The Dirty Side of the Storm

Where I live in South Florida, we are in the early stages of hurricane season. In hurricane zones, they talk about the “dirty” side of the storm, the part that trails behind the storm’s eye. It contains some of the nastiest weather and greatest destruction. The dirty side of the 32 year bull market in bonds is getting closer.

That’s not bad news if you have an approach that is specifically crafted to sidestep that oncoming storm . But if you are a bond fan because you enjoy earning income, or because you are an advisor with many years invested in promoting strategies like “60% stocks, 40% bonds” you have a critical, long-term choice to make. Do you seek shelter or do you endure the dirty side of the storm?

Each month our friends at the Leuthold Group provide their subscribers with the price return and total return on different types of high-quality bonds since 1981, the year in which U.S. interest rates peaked. For 32 years, it has been all downhill for yields, which means all up-hill (good thing) for bond prices. As I have blogged recently, that game is OVER, except for some brief periods of declining yields along the way.

As Leuthold points out in their July “Greenbook”, the average annual return on bonds attributable to price increases, NOT the income payments, since the 1981 secular low in bond prices is as follows (data through 6/30/13):

10 YEAR TREASURY BONDS 2.2%

20 YEAR TREASURY BONDS 3.3%

LONGEST MATURITY T-BONDS 3.7%

HIGH QUALITY CORPORATES 3.5%

MUNICIPALS (G.O.-20 year) 2.9%

These figures are the average boost one received in their bond holdings from falling interest rates. Add this to whatever income yield your bonds produced and there’s your annualized total return from the bonds.

That’s the history. Going forward, the benefits of high-quality bond investing will likely be limited to your income yield. As interest rates rise, bond prices fall. As this occurs, those boosts noted in the chart above simply vanish…or turn negative. My guess is that on a multi-year basis, high-quality bonds are grossly overpriced, and it will take years to work off that excess.

What does that mean in numbers? Take the 20-year bond (please, because I don’t want it!). Its annualized return since 1981 is 9.9%! That brings two pieces of bad news for bond investors:

  1. The price gain portion of the last 32 years (3.3% per year) is unlikely to be repeated. How bad could it get? In 2009, the price portion of the 20 year bond fell 18.8%. The price of the 30 Year T-Bond price fell 29.1%. That’s not the worst-case, it is just the worst calendar year of the past 10.
  2. The yield implied by that 20-year bond total return is 6.6%. The current yield on 20-year bonds is a mere 3.1%. So that portion is also going to be much lower.

So, what has produced 9.9% a year on average for 32 years is looking more like a return of at most 3.1% per year in the future. Talk about a culture shock!

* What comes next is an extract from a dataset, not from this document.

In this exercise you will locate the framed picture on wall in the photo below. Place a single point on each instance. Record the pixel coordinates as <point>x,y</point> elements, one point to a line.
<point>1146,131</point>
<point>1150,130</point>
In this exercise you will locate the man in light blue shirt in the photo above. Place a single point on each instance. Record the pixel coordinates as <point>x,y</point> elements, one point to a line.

The implications are enormous. But don’t tell that to the bond fans. They are still showing their clients 3/5/10 year historical returns through the end of 2012, where most measures of bonds’ total return resembled that of a stock portfolio. This was a fortunate reality for those who were invested heavily in bonds, but it is a mirage for those who are looking forward from here. They don’t realize it, but they are currently in the eye of the storm. The dirty side is probably right behind it.